Seit letzter Woche ist Hessen in der Oberstufe zum „Wechselmodell“ übergegangen. Das heißt, in der A-Woche ist die Hälfte des Kurses da, in der B-Woche die andere Hälfte. Wer nicht da ist, wird digital unterrichtet. Klingt gut? Tut es auch, nur hat man vergessen den Lehrer zu klonen. Der muss nämlich beides machen: Distanzunterricht, Präsenzunterricht und dann noch den Digitalunterricht für die Schüler*innen in Quarantäne. Das war ja alles (mit ein paar durchgearbeiteten Sonntagen) noch möglich. Allerdings schrieb dann heute der Hort meines Kindes, dass sie ab nächster Woche nicht mehr betreuen können – Personalmangel, zu viele Risikogruppen irgend so was. Und jetzt? Müsste ich an dem durchgearbeiteten Sonntag noch für die Woche vorkochen und mich nochmal klonen lassen, um mein Kind zwei Mal die Woche von der Schule abzuholen. Mein Unterricht geht nämlich länger als der Grundschulunterricht. Und für alle, die jetzt fragen wollen „und wo ist dein Mann?“ Na, der passt auf die Kinder auf, während ich den Sonntag durcharbeite und holt an den anderen drei Tagen ab.
Also alles nicht so leicht grade. Der Mann ist deprimiert von der Gesamtsituation, dass Kind sowieso sauer, weil die besten Freunde in der anderen Kohorte gelandet sind und ich auch nicht mehr ganz so happy mit der vielen Arbeit. Suche das Positive…es wäre ja auch irgendwie schön, wenn wir hier durchkämen, ohne wahnsinnig zu werden.
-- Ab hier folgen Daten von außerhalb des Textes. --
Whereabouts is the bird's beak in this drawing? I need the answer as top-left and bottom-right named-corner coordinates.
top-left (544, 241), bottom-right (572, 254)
Also, wo sind die Chancen, die guten Sachen an dieser nervigen Krise? Na ja, erstmal vielleicht darin, dass ich gelernt habe, was „radikale Akzeptanz“ bedeutet. Also nicht zu jammern, weil etwas so ist, wie es ist und wie unfair das ist (konnte ich früher total gut), sondern zu überlegen, was könnte es denn Gutes daran geben? Mir fällt mittlerweile tatsächlich immer ziemlich schnell etwas ein: Wenn das Kind zu Hause bleibt, minimieren wir den Kreis unserer Sozialkontakte massiv: Im Hort ist nämlich nicht nur ihre Klasse, sondern Kinder aus drei verschiedenen Grundschulen, sowie Kindergartenkinder. Also kriegen wir das mit „nur ein Viertel der Kontakte“ super gewuppt. Außerdem zweifele ich grade ganz schön, ob ich das in der Schule noch lange so mitmachen möchte. Und die Tatsache, dass ich jetzt an vier Tagen der Woche keine Kinderbetreuung mehr habe, gibt vielleicht einen guten Ausweg (wenn ich das möchte). Also gar nicht so schlecht vielleicht. Und in der vielen Zeit, die ich dann zu Hause verbringe, kann ich endlich mal Klavier lernen, per YouTube – wollte ich schon seit ich ein Kind war und ein Keyboard staubt noch im Keller ein. Wer also sagt, das Positive sei nicht zu finden , der lügt. Wer allerdings sagt, das hier sei eine super Zeit – der hat vielleicht ein bisschen zu lange durch die Positivbrille geschaut. Da muss man auch vorsichtig sein.